Kaum fällt was Weißes vom Himmel, schliddern die Schagzeilen schon wieder in Richtung "Schneechaos". Hubert Tautges, der Ortsbürgermeister von Winterspelt, hat sich einen Reim drauf gemacht.

Die Eisnacht von Samstag auf Sonntag (allein 1500 glättebedingte Unfälle in Nordrhein-Westfalen) hat im Dienstbezirk der Polizei Prüm keine Karambolagen verursacht: Nur ein Auto, teilen die Beamten mit, habe gegen vier Uhr am Sonntag zwischen Gönnersdorf und Lissendorf quergestanden, die Streifenbesatzung und der Fahrer brachten es gemeinsam wieder in die Spur.

Der mittelstarke Schneefall aus der vorigen Woche, noch vor der Eisglätte von Samstag, und die vielerorts zu lesenden Schlagzeilen veranlassten Hubert Tautges, den Gemeindechef des Dorfs mit dem so wunderbar passenden Namen Winterspelt, zu einem Gedicht - "Plötzlich Winter" hat er es überschrieben.
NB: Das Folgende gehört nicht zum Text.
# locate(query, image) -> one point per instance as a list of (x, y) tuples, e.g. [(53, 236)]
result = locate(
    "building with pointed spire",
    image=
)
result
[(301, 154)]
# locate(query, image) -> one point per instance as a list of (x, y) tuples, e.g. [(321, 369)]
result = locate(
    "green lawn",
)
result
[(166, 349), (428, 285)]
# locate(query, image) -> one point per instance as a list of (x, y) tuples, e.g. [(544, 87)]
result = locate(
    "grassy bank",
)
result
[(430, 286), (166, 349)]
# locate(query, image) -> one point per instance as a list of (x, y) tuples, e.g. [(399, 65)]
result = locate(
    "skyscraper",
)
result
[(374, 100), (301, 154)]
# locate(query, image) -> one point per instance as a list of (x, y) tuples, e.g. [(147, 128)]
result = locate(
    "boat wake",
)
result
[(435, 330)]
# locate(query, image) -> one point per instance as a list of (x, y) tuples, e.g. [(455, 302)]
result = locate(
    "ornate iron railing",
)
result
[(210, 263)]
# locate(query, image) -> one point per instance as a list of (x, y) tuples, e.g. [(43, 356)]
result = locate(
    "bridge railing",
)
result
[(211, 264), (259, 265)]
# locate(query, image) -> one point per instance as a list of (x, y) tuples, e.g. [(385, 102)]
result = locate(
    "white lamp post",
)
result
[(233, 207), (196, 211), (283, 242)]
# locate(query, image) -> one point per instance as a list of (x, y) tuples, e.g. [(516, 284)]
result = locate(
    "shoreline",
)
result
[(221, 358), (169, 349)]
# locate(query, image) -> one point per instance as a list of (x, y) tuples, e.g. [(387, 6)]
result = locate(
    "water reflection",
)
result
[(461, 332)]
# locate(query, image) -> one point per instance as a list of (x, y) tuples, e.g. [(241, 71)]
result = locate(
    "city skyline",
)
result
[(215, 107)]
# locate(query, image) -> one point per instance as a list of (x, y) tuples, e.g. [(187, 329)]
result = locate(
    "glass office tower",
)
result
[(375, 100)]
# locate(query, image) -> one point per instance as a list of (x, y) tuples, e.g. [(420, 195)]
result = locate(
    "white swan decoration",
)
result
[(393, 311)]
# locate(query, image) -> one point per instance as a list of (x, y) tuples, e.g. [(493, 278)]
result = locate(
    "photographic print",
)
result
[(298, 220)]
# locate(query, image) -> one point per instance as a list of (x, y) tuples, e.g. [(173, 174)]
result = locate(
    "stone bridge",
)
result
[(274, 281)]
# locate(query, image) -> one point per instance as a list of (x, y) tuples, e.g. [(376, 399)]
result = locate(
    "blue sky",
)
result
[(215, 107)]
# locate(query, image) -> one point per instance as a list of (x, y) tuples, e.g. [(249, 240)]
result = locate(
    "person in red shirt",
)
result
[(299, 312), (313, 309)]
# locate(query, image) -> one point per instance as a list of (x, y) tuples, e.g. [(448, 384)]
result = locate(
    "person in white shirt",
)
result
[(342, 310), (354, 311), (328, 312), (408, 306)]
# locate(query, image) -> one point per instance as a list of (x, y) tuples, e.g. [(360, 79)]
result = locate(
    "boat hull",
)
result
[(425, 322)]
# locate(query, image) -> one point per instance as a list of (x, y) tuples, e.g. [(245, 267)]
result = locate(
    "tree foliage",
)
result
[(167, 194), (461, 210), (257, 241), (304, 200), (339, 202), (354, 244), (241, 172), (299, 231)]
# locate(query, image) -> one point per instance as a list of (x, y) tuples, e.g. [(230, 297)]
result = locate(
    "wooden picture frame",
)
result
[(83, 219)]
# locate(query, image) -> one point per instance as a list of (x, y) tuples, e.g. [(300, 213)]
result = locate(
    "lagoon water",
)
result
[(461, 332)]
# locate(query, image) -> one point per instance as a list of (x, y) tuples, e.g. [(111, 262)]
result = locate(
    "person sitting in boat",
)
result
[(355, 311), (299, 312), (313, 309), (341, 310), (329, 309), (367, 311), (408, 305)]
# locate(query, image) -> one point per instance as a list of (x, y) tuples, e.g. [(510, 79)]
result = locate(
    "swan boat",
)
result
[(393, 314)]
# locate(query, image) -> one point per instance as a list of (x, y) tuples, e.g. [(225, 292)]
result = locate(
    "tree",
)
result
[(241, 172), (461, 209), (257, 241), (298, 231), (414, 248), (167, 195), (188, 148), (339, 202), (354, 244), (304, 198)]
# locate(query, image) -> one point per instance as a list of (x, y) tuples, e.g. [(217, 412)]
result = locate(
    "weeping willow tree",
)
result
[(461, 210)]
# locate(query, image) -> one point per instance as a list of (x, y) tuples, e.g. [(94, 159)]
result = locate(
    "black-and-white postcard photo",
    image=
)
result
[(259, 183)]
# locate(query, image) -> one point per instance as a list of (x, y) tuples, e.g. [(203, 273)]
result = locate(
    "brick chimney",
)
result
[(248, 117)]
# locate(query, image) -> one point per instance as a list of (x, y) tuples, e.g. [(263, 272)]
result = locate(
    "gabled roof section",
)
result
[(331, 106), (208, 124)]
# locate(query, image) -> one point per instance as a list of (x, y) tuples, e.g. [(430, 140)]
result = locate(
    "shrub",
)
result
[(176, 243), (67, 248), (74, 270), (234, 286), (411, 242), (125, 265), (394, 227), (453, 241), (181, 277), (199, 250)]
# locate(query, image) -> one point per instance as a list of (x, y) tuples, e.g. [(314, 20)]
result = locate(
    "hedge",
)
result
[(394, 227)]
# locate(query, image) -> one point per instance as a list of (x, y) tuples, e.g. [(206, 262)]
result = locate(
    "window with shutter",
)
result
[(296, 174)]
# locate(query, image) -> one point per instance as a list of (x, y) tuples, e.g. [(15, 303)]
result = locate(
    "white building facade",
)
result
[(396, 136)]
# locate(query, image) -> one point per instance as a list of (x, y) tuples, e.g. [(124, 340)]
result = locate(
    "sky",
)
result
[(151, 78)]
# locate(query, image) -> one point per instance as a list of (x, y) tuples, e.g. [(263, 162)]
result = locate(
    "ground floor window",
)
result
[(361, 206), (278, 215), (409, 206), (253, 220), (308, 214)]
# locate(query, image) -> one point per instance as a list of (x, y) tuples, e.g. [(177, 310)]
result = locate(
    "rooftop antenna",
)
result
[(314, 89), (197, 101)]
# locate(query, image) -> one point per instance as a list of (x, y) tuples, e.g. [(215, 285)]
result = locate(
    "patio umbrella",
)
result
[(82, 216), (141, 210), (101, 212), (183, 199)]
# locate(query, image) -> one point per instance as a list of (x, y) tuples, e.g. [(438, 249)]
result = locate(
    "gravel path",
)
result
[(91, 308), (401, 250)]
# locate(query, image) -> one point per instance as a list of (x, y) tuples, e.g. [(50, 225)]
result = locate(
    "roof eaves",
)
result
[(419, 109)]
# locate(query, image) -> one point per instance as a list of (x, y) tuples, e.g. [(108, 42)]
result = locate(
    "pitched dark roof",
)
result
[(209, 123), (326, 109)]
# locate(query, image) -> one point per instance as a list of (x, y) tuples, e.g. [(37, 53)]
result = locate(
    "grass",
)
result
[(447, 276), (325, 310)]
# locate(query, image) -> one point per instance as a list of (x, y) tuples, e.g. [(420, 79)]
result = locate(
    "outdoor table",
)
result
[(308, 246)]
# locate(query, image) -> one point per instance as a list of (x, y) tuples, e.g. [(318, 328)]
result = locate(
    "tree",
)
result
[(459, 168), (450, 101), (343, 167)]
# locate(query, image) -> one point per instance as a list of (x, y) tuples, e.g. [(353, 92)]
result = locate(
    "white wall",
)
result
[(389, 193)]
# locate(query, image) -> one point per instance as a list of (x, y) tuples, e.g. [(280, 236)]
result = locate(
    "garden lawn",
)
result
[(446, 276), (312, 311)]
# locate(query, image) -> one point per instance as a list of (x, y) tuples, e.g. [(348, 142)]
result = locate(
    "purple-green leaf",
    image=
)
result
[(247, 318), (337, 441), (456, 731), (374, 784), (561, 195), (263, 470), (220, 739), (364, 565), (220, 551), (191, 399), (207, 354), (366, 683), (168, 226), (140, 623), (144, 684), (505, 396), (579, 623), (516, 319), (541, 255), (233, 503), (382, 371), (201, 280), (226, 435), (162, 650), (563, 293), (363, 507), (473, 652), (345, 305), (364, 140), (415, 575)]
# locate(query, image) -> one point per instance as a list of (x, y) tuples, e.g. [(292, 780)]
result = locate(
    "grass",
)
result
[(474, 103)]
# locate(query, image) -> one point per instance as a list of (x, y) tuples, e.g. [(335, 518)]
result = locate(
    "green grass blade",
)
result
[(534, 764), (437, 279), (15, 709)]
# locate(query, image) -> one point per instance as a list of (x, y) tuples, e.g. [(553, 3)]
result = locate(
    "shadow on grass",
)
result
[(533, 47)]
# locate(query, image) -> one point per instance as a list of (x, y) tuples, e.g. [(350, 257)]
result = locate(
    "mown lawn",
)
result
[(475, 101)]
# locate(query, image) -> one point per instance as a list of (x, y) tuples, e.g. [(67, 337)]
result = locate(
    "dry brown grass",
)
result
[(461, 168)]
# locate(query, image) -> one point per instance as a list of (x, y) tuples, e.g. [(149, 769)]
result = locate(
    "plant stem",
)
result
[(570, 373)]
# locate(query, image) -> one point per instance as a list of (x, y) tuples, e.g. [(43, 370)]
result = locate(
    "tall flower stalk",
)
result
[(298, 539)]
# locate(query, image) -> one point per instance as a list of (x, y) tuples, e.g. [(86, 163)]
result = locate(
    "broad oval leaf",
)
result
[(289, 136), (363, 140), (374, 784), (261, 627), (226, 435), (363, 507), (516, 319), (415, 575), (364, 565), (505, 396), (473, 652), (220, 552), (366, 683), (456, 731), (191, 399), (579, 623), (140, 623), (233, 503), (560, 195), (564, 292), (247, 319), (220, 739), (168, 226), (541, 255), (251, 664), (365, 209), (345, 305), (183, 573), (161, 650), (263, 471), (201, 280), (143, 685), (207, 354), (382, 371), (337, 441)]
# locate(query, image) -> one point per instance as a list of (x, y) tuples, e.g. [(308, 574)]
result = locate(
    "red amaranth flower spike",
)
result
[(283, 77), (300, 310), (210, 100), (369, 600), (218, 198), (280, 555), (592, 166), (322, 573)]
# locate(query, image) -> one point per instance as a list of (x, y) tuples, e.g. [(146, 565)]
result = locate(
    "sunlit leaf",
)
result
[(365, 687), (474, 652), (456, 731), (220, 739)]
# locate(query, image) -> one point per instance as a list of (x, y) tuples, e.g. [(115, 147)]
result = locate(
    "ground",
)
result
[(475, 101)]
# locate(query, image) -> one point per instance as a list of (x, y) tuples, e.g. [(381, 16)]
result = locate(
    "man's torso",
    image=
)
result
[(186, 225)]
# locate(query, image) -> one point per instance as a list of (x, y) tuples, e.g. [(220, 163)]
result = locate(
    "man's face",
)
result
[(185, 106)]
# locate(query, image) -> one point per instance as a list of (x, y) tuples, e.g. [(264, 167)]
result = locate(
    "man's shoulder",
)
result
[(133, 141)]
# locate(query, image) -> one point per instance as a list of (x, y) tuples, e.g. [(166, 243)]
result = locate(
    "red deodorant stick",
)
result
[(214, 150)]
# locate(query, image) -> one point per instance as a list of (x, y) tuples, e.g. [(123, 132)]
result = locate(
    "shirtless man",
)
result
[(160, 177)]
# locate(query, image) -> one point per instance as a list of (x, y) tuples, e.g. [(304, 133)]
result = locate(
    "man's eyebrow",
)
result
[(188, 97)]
"Das ist mir eben eingefallen, als ich was von Winter-Chaos gehört hatte", sagt Tautges. Dabei sei doch noch kaum was vom Himmel gefallen. Anders gesagt: "Darüber hätten wir zu unserer Kinder- und Jugendzeit gelacht."

Und das sind seine gereimten Zeilen, die wir allen Lesern zur Lektüre bereitstellen wollen:
Oh je - wie ich seh‘ - Schnee/
Überrascht sind nicht nur Kinder - plötzlich wieder Winter/
Menschen fahren zahlreich fort - freuen sich auf Wintersport/
Winterdienst hat Tag und Nacht - alle Straßen freigemacht/ Manche Halter nicht begreifen - Auto noch mit Sommerreifen/ Schnee-Chaos schreien viele prompt - nur was, wenn wirklich Winter kommt?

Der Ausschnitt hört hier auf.